One thing Leenie has not thought to take from him is his Moleskine notebooks and astronaut pens.

  “Tell me about your mother, my sister,” he says. “I know nothing about my father’s other family.”

  Not surprisingly, she looks confused. Her confusion is only heightened when she reads Gerry’s scribbled note to her. Leenie is dangerous. She will try to harm you. Pay attention to what I write, not what I say.

  “I hope it’s okay if I take notes,” he says, wanting to set up a reason for having the notebook in hand when Leenie returns to observe them.

  “Um, sure. My mom—she’s like her mom. She’s really fun, outgoing. Bubbly. My sister, too. I always wished I had that personality. I was the family bookworm. I wanted to write, so I got an MFA. But all I ended up with was fifty thousand dollars in debt.”

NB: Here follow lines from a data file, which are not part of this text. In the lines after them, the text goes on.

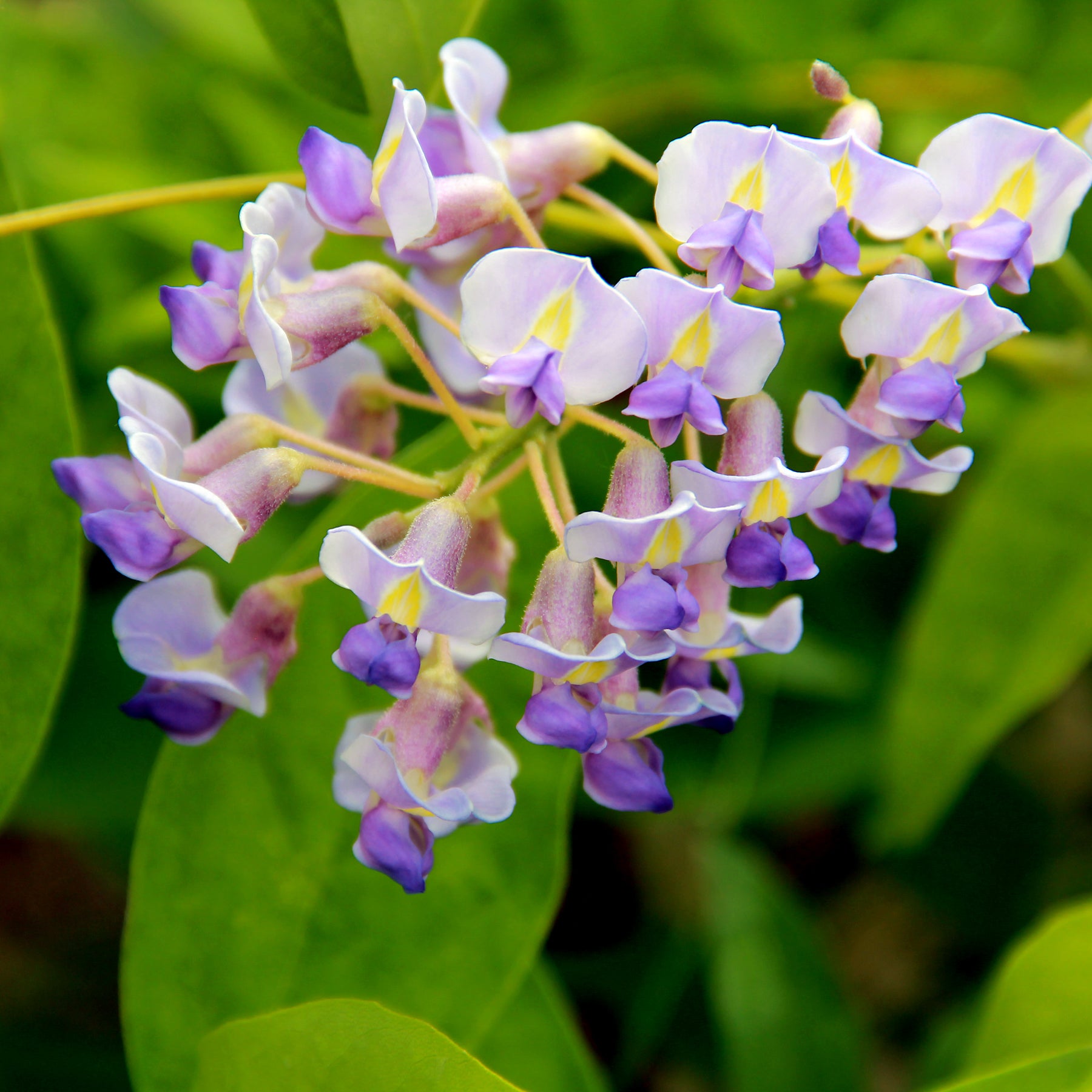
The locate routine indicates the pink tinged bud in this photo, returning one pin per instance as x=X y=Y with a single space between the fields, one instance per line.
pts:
x=562 y=606
x=490 y=555
x=438 y=538
x=389 y=530
x=753 y=438
x=639 y=483
x=256 y=485
x=263 y=624
x=233 y=437
x=543 y=163
x=829 y=82
x=860 y=117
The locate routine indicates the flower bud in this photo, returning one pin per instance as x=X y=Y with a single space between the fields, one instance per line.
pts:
x=234 y=436
x=639 y=483
x=861 y=117
x=263 y=622
x=829 y=82
x=562 y=603
x=753 y=437
x=257 y=484
x=438 y=538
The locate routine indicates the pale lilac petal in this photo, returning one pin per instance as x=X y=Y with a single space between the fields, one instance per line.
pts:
x=686 y=532
x=147 y=406
x=408 y=592
x=339 y=185
x=699 y=173
x=908 y=318
x=518 y=293
x=190 y=507
x=988 y=162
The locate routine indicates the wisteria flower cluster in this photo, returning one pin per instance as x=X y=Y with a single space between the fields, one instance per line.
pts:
x=518 y=343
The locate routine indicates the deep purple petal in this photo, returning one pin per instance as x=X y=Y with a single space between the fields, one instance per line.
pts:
x=861 y=513
x=923 y=393
x=221 y=267
x=647 y=602
x=382 y=655
x=565 y=715
x=136 y=540
x=628 y=775
x=398 y=844
x=753 y=558
x=99 y=483
x=185 y=715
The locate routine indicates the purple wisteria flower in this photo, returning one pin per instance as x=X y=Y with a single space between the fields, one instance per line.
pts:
x=412 y=590
x=325 y=401
x=744 y=201
x=201 y=664
x=925 y=337
x=273 y=306
x=889 y=199
x=1009 y=194
x=876 y=464
x=551 y=332
x=538 y=165
x=428 y=764
x=700 y=345
x=402 y=194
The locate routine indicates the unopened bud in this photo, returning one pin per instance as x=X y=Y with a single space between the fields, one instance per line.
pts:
x=861 y=117
x=438 y=538
x=562 y=603
x=639 y=483
x=753 y=437
x=389 y=530
x=257 y=484
x=829 y=82
x=263 y=622
x=233 y=437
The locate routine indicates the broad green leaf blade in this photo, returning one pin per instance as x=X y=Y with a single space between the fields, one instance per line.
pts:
x=245 y=895
x=402 y=38
x=536 y=1044
x=308 y=38
x=39 y=527
x=1041 y=999
x=1062 y=1073
x=784 y=1022
x=340 y=1045
x=1004 y=618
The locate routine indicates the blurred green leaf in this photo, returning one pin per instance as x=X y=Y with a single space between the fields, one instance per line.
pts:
x=1040 y=1002
x=786 y=1025
x=1003 y=621
x=245 y=895
x=402 y=38
x=338 y=1046
x=309 y=38
x=39 y=529
x=1063 y=1073
x=536 y=1043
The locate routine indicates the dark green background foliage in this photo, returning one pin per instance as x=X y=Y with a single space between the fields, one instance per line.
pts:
x=858 y=889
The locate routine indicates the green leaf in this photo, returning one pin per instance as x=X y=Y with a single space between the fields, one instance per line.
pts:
x=536 y=1043
x=245 y=895
x=402 y=38
x=39 y=527
x=1063 y=1073
x=1003 y=622
x=308 y=38
x=1040 y=1002
x=340 y=1045
x=784 y=1022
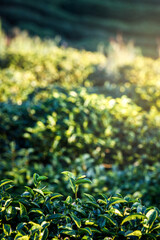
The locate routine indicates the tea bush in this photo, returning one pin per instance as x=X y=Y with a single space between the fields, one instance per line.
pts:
x=61 y=125
x=41 y=214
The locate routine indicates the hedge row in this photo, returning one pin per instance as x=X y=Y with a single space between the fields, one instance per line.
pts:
x=41 y=214
x=79 y=22
x=60 y=125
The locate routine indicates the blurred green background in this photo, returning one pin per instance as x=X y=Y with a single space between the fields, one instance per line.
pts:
x=87 y=23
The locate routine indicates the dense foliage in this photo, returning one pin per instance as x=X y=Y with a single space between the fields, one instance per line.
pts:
x=41 y=214
x=86 y=23
x=53 y=119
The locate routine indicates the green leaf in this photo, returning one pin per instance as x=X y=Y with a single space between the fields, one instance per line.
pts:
x=72 y=184
x=35 y=210
x=76 y=220
x=5 y=182
x=55 y=195
x=7 y=229
x=82 y=181
x=151 y=216
x=23 y=211
x=116 y=200
x=44 y=234
x=111 y=220
x=20 y=226
x=136 y=233
x=86 y=230
x=38 y=191
x=30 y=190
x=10 y=212
x=35 y=177
x=83 y=176
x=90 y=197
x=41 y=178
x=133 y=217
x=69 y=174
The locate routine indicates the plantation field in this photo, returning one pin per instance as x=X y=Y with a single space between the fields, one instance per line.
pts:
x=85 y=23
x=95 y=116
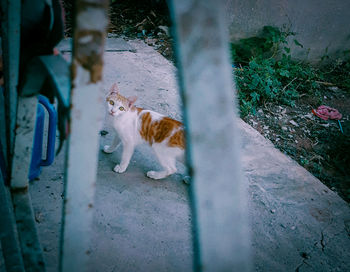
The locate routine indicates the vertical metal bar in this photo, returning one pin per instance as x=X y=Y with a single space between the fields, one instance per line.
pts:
x=218 y=199
x=86 y=119
x=10 y=45
x=19 y=135
x=9 y=241
x=23 y=210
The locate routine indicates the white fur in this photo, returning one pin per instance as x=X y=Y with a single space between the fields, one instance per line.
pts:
x=127 y=125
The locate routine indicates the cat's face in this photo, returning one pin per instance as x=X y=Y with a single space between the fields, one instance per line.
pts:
x=117 y=104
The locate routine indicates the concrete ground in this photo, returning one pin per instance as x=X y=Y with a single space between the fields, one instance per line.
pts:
x=297 y=223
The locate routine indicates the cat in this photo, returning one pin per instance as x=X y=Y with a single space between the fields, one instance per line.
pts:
x=135 y=125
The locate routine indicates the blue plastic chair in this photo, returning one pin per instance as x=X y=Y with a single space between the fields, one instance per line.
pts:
x=37 y=162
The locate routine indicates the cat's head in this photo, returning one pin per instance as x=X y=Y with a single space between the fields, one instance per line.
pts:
x=118 y=104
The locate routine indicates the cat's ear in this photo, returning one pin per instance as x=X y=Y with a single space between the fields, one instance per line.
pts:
x=132 y=100
x=114 y=89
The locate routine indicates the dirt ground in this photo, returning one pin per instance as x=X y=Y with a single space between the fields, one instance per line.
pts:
x=322 y=147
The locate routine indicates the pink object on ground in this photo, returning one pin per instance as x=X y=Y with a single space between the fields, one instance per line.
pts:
x=325 y=113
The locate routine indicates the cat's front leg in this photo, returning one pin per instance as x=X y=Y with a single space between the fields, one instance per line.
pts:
x=114 y=145
x=128 y=150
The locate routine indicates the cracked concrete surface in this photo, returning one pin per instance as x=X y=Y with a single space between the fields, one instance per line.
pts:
x=297 y=223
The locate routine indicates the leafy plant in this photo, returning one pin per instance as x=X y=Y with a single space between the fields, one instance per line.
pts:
x=268 y=73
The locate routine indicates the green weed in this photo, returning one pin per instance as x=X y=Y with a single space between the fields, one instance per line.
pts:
x=265 y=71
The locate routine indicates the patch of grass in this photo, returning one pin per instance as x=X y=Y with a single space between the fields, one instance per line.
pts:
x=266 y=72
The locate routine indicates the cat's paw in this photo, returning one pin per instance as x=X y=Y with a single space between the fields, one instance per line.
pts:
x=107 y=149
x=156 y=175
x=119 y=169
x=152 y=174
x=186 y=179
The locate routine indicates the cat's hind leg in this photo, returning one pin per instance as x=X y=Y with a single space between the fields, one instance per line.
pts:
x=128 y=150
x=167 y=160
x=114 y=145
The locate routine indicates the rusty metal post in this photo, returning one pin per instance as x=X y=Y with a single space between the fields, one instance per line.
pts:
x=221 y=236
x=85 y=121
x=10 y=24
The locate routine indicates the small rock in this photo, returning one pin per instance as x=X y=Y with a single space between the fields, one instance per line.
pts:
x=335 y=88
x=103 y=132
x=293 y=123
x=165 y=29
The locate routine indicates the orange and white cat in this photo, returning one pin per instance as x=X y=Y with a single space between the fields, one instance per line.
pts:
x=135 y=126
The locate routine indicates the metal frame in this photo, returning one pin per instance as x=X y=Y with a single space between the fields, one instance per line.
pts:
x=83 y=143
x=221 y=239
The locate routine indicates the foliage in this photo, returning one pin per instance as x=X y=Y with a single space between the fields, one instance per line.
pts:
x=268 y=73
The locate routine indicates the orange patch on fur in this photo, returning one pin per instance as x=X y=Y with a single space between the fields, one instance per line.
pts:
x=177 y=140
x=146 y=130
x=160 y=130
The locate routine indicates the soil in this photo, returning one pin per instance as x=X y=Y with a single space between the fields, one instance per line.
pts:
x=322 y=147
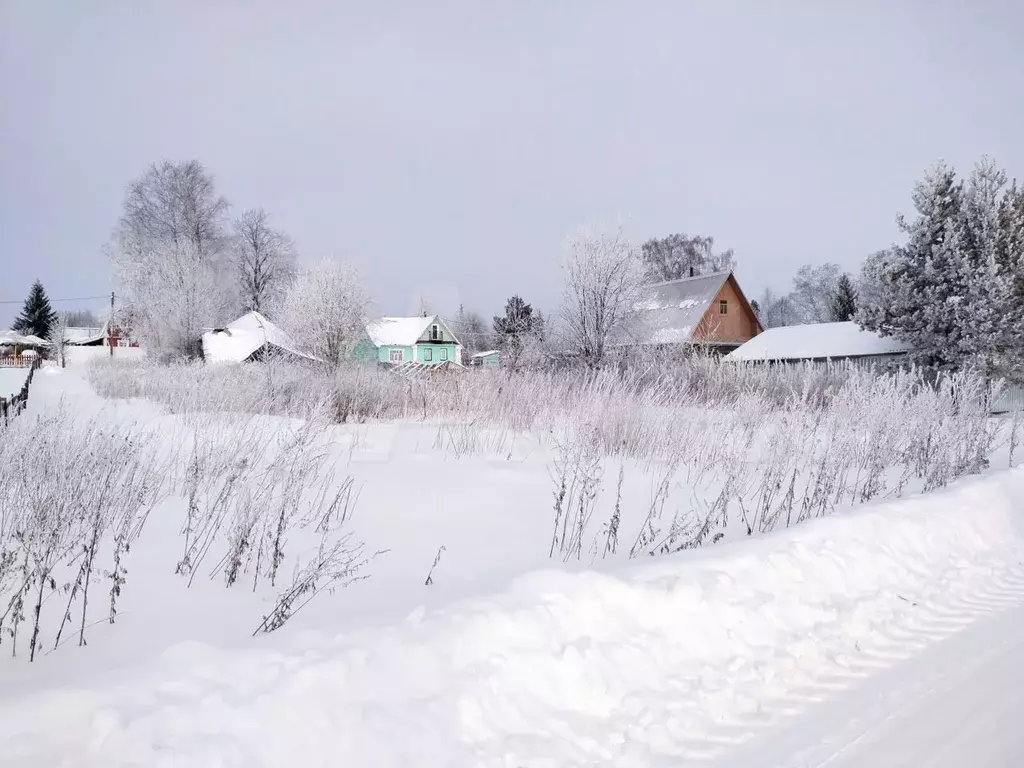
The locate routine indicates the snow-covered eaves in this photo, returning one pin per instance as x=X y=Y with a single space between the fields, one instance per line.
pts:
x=669 y=312
x=81 y=335
x=239 y=341
x=817 y=341
x=404 y=332
x=13 y=338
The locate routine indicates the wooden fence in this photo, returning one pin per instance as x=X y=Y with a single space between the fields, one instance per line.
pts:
x=11 y=407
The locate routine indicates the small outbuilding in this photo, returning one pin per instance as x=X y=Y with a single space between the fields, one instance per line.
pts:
x=252 y=337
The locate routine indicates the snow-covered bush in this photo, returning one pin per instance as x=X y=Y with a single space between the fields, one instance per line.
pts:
x=751 y=446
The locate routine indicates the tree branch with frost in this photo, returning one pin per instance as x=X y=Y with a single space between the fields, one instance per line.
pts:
x=326 y=310
x=169 y=255
x=264 y=259
x=603 y=275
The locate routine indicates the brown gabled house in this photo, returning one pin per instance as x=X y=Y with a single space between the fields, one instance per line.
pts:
x=709 y=310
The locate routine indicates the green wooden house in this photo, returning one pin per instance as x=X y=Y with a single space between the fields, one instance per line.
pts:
x=425 y=340
x=491 y=358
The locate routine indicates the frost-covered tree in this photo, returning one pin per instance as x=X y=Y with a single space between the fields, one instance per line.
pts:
x=37 y=315
x=813 y=288
x=603 y=275
x=680 y=256
x=169 y=254
x=264 y=259
x=945 y=291
x=471 y=330
x=326 y=310
x=1010 y=257
x=83 y=318
x=774 y=310
x=515 y=330
x=985 y=284
x=843 y=302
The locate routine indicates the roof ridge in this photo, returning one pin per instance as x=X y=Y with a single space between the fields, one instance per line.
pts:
x=723 y=273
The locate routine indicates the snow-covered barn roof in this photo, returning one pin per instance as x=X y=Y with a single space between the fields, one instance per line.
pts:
x=817 y=341
x=403 y=331
x=670 y=312
x=241 y=339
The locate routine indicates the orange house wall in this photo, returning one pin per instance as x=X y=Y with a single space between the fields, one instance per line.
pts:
x=738 y=326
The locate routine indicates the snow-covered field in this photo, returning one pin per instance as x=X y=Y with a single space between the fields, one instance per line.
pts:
x=11 y=380
x=508 y=656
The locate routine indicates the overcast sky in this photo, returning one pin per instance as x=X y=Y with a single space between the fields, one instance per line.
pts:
x=448 y=147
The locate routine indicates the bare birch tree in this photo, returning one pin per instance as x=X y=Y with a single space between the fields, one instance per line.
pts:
x=603 y=276
x=326 y=310
x=169 y=254
x=264 y=258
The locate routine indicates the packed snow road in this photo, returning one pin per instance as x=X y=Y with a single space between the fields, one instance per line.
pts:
x=957 y=704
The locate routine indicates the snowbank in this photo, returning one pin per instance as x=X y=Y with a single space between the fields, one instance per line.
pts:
x=668 y=660
x=817 y=341
x=11 y=380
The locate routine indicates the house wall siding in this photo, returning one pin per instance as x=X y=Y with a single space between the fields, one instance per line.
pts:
x=737 y=326
x=384 y=352
x=435 y=355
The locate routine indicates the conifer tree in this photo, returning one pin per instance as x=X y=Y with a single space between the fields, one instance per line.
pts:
x=37 y=315
x=923 y=280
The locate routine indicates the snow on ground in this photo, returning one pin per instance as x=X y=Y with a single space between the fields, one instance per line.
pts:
x=11 y=380
x=716 y=656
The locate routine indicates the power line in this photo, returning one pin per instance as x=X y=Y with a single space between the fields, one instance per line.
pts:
x=80 y=298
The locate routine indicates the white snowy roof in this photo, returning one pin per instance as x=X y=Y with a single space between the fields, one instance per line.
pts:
x=403 y=331
x=669 y=312
x=239 y=340
x=75 y=334
x=817 y=341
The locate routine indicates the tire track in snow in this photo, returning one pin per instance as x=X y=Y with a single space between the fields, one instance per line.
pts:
x=928 y=625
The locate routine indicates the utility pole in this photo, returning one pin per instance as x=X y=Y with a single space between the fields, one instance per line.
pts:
x=110 y=327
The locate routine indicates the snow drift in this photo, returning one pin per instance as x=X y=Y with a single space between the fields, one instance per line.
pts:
x=650 y=665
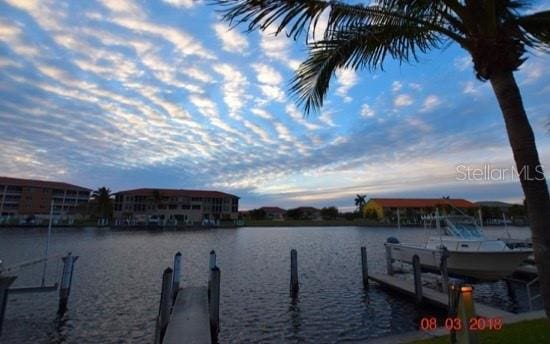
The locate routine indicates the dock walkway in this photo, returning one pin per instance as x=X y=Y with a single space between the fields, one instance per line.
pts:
x=189 y=322
x=437 y=298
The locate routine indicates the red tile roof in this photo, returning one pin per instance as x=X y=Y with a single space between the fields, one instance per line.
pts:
x=40 y=184
x=422 y=202
x=176 y=192
x=273 y=210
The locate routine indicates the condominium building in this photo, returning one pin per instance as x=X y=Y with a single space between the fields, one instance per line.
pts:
x=413 y=209
x=27 y=197
x=183 y=206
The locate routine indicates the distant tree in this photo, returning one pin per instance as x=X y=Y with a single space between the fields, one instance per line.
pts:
x=363 y=36
x=102 y=198
x=360 y=202
x=294 y=214
x=329 y=213
x=257 y=214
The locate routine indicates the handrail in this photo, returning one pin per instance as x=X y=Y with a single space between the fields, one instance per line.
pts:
x=29 y=263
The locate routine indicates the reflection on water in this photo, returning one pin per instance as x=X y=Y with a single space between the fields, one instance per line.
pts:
x=117 y=279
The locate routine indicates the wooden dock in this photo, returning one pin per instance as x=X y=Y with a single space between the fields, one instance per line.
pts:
x=190 y=321
x=436 y=298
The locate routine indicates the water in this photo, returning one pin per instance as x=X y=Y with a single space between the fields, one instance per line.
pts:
x=117 y=279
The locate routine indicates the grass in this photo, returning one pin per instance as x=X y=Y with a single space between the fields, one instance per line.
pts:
x=525 y=332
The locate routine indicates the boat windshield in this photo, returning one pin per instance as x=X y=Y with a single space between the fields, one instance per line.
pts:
x=463 y=228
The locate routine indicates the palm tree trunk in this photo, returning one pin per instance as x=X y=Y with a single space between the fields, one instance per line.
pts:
x=532 y=177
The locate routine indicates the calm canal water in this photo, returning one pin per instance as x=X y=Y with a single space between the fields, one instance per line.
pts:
x=117 y=279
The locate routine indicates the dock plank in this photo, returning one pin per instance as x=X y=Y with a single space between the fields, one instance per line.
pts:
x=438 y=299
x=189 y=322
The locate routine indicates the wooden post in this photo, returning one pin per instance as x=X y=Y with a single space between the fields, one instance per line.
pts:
x=364 y=266
x=466 y=312
x=417 y=279
x=214 y=302
x=165 y=302
x=453 y=297
x=443 y=270
x=176 y=277
x=66 y=281
x=389 y=261
x=5 y=282
x=294 y=285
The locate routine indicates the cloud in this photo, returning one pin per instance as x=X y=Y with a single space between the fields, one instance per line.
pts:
x=403 y=100
x=181 y=3
x=367 y=111
x=277 y=48
x=396 y=86
x=299 y=118
x=233 y=88
x=431 y=102
x=463 y=63
x=232 y=40
x=270 y=80
x=346 y=79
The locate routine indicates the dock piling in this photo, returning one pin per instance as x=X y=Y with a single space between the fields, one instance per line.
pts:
x=389 y=261
x=176 y=277
x=214 y=302
x=294 y=284
x=66 y=281
x=443 y=270
x=5 y=282
x=417 y=279
x=364 y=267
x=165 y=303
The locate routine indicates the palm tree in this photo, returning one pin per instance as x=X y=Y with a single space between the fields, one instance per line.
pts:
x=360 y=202
x=102 y=197
x=496 y=33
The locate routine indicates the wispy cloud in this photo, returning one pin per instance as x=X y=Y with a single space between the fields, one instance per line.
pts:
x=232 y=40
x=403 y=100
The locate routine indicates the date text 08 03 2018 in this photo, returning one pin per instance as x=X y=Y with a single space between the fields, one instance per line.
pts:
x=457 y=324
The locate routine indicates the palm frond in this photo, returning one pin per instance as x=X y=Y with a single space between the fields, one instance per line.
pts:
x=536 y=25
x=299 y=17
x=356 y=48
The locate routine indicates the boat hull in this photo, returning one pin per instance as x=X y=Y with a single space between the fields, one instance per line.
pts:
x=480 y=265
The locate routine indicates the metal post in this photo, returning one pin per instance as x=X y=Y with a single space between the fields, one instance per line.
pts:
x=417 y=279
x=398 y=220
x=294 y=285
x=480 y=214
x=214 y=304
x=443 y=270
x=364 y=267
x=165 y=303
x=389 y=261
x=66 y=281
x=505 y=225
x=212 y=261
x=176 y=277
x=47 y=247
x=5 y=282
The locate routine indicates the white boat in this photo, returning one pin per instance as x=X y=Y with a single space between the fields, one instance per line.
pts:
x=470 y=254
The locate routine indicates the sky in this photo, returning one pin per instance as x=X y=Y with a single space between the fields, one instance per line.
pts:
x=162 y=94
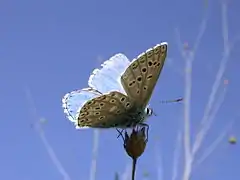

  “I have an MFA myself, but I’ve begun to think it’s a bit of a racket.” He writes: Unlock the casters on the wheels, quickly and without drawing attention to what you’re doing. “Oh, I’ve dropped my pen. It’s rolled under the bed. Can you get it for me?”

  She’s catching on. She’s quick, now that she’s gotten her bearings. Leenie has climbed the stairs and is in the kitchen, grumbling to herself. The “snack ” that she puts together for them is two cans of LaCroix and a plate of crackers. No spread, no cheese, not even peanut butter, only crackers. She places the plate on the wheeled tray that Gerry uses for his meals. He positions it carefully so it sits between him and his guest, not across the bed as it normally would be.

  “You know, Leenie, you’re right, Kim shouldn’t stay here. After all, you’re using the master bedroom and the study has only that sleeper sofa, which is bound to be uncomfortable. Besides, Kim probably doesn’t want to stay under my roof, and who could blame her? I’m going to get her a room at the Four Seasons.”